CHN: House Vote Boosts Prospects for Immigrant Farmworkers

Undocumented farmworkers and their families could have a path to legal immigration status and citizenship if landmark legislation approved earlier this month by the House becomes law.

On a 260-165 vote, House members approved the Farm Workforce Modernization Act, which, if passed by the Senate and signed by President Trump, would be the first comprehensive agriculture reform legislation passed by Congress in more than three decades. 226 Democrats and 34 Republicans voted for the bill, while 161 Republicans, three Democrats and one independent opposed it. One Democrat voted present.

A path to immigration status for undocumented farmworkers is critically important to the country’s food and agriculture system. A majority of the nation’s 2.4 million farmworkers are undocumented and living in fear of deportation. With legal status and a path to citizenship, farmworkers would be better able to improve their wages and working conditions and challenge serious labor abuses. This would result in a more stable farm labor force, and greater food safety and security to the benefit of employers, workers, and consumers.

The legislation was the result of months of delicate negotiations between representatives of farmworkers and leaders of the agricultural industry. Although many agricultural groups backed the legislation, some – such as the powerful American Farm Bureau Federation – balked, saying it would result in higher labor costs as well as increased legal risk for employers. The bill’s future in the Senate is uncertain.

Nonetheless, advocates praised the legislation as an extraordinary breakthrough.

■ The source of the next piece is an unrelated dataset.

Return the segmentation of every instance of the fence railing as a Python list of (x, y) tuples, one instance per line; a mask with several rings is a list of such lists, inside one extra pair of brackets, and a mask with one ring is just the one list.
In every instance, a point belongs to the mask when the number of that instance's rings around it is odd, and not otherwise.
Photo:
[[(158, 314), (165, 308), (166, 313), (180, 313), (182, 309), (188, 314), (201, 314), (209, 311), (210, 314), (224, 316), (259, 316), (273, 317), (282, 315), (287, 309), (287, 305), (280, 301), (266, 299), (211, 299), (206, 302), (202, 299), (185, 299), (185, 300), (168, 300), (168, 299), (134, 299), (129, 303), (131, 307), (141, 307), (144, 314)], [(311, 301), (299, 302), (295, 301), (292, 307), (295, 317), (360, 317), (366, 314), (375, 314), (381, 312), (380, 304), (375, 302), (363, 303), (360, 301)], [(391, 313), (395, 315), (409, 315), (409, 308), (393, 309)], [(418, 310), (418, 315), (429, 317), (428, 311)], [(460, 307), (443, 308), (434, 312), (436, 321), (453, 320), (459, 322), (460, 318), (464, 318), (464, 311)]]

“Achieving compromise on complex, polarizing labor-management and immigration issues was possible because of the wide recognition that farmworkers are essential to our nation’s food and agriculture systems,” said Bruce Goldstein, President of Farmworker Justice. “Our nation’s immigration system is broken and results in great unfairness, as over one-half of the 2.4 million people who labor on our farms and ranches to feed us are undocumented immigrants. This bill, despite shortcomings that are inevitable in any compromise, is a responsible effort to fix our broken immigration system and enable many farmworkers and their families to gain a greater measure of justice.”

The House bill was sponsored by Reps. Zoe Lofgren (D-CA) and Dan Newhouse (R-WA). The compromise measure includes important new protections for immigrant farmworkers, such as granting them the same legal protections that U.S. farmworkers have.